Modelling of fault slip: beyond Mohr-Coulomb?

In this study, we carry out an evaluation of the potential for induced seismicity arising from hydraulic stimulation of low to intermediate enthalpy porous reservoirs, by taking the geothermal reservoir of Groß Schönebeck (northern Germany) as study case. The aim is to evaluate the spatial and temporal distribution of 26 events, which were triggered by hydraulic stimulations in the volcanic section of the reservoir. The results from the THM simulations of this hydraulic stimulation are in agreement with the calculated overpressure and indicate that an increase in the reservoir fluid pressure is most likely responsible for the recorded micro-seismicity. Our current evaluation shows an increase of slip and dilation during the treatment on the seismic plane, of magnitudes close to the failure level as based on Mohr-Coulomb friction concept which would have led to a reactivation of the fault plane and related seismic activity. We conclude this contribution by presenting a thermodynamically consistent framework to describe the deformation dynamics at the semi-brittle semi-ductile transition, thereby extending the classical mechanical analysis to faulting processes.
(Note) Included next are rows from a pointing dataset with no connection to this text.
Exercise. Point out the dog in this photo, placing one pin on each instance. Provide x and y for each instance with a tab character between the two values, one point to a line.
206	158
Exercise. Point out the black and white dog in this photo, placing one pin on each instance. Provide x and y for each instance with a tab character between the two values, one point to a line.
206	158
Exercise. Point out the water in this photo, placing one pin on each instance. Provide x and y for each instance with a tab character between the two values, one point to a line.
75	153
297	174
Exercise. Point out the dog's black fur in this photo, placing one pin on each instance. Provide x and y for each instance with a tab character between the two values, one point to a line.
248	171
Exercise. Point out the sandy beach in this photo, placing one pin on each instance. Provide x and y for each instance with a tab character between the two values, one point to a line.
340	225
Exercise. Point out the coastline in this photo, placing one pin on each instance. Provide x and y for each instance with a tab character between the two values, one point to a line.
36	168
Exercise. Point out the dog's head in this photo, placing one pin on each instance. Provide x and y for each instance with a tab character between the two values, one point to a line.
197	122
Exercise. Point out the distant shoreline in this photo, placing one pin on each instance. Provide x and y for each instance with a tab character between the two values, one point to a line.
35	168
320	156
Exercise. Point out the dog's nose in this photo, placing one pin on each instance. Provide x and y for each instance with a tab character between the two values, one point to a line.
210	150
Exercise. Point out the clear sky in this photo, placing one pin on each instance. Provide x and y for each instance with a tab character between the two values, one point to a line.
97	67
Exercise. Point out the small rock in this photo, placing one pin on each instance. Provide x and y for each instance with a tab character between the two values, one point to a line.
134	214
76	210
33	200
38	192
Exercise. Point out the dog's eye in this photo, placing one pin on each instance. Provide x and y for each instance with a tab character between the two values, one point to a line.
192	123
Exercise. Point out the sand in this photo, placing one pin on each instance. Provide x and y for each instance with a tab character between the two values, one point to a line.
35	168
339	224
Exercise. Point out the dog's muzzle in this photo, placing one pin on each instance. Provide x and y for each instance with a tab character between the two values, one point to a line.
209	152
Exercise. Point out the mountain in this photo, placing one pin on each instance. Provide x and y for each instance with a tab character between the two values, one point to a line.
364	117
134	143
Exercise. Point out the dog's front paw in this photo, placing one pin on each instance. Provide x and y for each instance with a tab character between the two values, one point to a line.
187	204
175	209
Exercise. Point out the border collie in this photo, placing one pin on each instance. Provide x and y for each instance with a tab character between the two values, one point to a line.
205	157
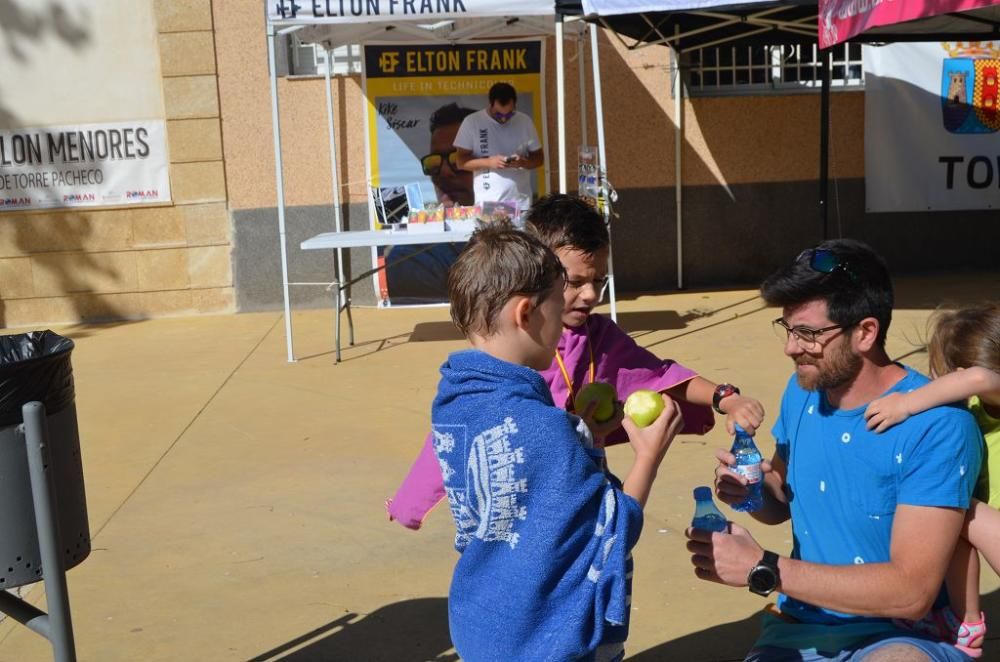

We will focus on (i) the role of damage weakening and its impact on the evolution of localized deformation and (ii) the role of porosity evolution as precursor to dilatant brittle deformation. We will demonstrate how such a framework can bridge the gap between the microstructural evolution, expressed in terms of a damage intensity variable, and the macroscopic response of porous rocks subject to differential loading and in the presence of fluids.